Clean Car Discount to keep driving down emissions

  • The Clean Car programme will reduce 50 percent more emissions than originally estimated by 2035, and 230 percent more by 2025
  • Forecast to save New Zealand from importing 1.4 billion litres of petrol. At current prices the economy will save an average of $325 million a year on fuel
  • Adjustments to scheme to maintain momentum, including:
    • Narrowing focus to more fuel efficient vehicles earlier than planned
    • Reductions in rebates and increases in fees paid by higher emitting vehicles
    • Rebates for zero emission used import vehicles will increase from $3,450 to $3,507
    • Adjustment in eligible vehicles to promote EV uptake
    • Special rebate for new and used low emission disability vehicles introduced
  • Crown to increase the Clean Car Discount’s repayable Crown grant by $100 million in Budget 2023.

The Government is making targeted changes to ensure its highly successful Clean Car Discount policy will keep driving down emissions, says Transport Minister Michael Wood.

“With over 100,000 rebates granted since the scheme came into effect in 2021, we currently have one of the fastest uptakes of EVs in the world.

“The scheme is successfully exceeding industry and government projections, with 20 percent of all new passenger car sales being electric in 2022. A substantial increase from eight percent in 2021.

“The scheme is facilitating an increase in the number of EVs entering the fleet we did not expect until 2027. As planned we are further targeting the scheme to maintain its success, and ensure it will be self-funding until its next review.

“We are targeting rebates for new and used imports emitting less than 100 grams of CO2 per kilometre compared to 146 grams under the original scheme.
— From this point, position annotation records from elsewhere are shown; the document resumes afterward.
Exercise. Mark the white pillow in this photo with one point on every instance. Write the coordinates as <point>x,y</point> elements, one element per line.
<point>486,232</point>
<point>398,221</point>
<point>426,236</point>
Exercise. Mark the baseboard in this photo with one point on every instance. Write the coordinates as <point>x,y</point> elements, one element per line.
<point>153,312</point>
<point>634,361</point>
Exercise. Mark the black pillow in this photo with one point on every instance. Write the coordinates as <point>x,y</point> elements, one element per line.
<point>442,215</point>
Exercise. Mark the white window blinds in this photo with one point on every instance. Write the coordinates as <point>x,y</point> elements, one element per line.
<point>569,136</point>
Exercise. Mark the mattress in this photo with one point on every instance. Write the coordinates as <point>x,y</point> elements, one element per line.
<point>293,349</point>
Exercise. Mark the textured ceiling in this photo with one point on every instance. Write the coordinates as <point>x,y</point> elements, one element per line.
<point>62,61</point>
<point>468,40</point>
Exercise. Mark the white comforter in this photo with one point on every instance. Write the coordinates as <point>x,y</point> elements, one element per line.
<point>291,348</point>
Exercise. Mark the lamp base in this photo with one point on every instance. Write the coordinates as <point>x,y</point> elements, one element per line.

This will include battery electric vehicles, and plug-in hybrids.

“The rebate for used EV imports will also increase, meaning New Zealanders will save up to $3,507 per vehicle, helping many low and middle income New Zealanders get into lower emitting vehicles they otherwise couldn’t afford.

“The scheme is forecast to save New Zealand from importing 1.4 billion litres of petrol. At current prices the economy will save an average of $325 million a year less on fuel, out to 2035.   

“Our transition away from fossil fuels to New Zealand generated renewable energy is crucial to tackling the cost-of-living crisis long-term. Switching to an EV is like buying petrol for 40c/litre, which can make a big difference to household budgets.

“To fund the changes to make it easier for New Zealanders to purchase cleaner imports, we’re adjusting charges on high emissions vehicles. This includes vehicles like utes which are amongst the highest emitting vehicles within our fleet.

“The threshold vehicles will be subject to charges will reduce from 192 grams of CO2 per kilometre to 150 grams, and charges will increase. New and used imports that meet or exceed the threshold will attract charges.

“The scheme is also now forecast to reduce emissions by 3.4 million tonnes by 2035.  That’s an additional 50 percent out to 2035 over and above what was forecast when it started. It will deliver twice the emissions reduction forecast between the start of the scheme and 2025.

“The Clean Car Discount is doing what we set out to achieve, which is reduce transport emissions and provide transport options to New Zealanders that will lower household costs is the long term,” Michael Wood said.


More information about changes to the Clean Car Discount, including an updated rebate/charge pricing calculator, is available on the Ministry of Transport website.

Emissions from our light vehicle fleet are the single largest source of transport emissions in New Zealand, thanks in part to us having some of the most fuel inefficient and emissions intensive vehicles in the OECD.

The average CO2 emissions ratings of imported light vehicles in 2022, both new and used, have decreased by 14.4 percent when compared to the 12-month period before the Clean Car Discount was implemented – seven times faster than the 1.9 percent average annual decrease of the five years prior to the Clean Car Discount.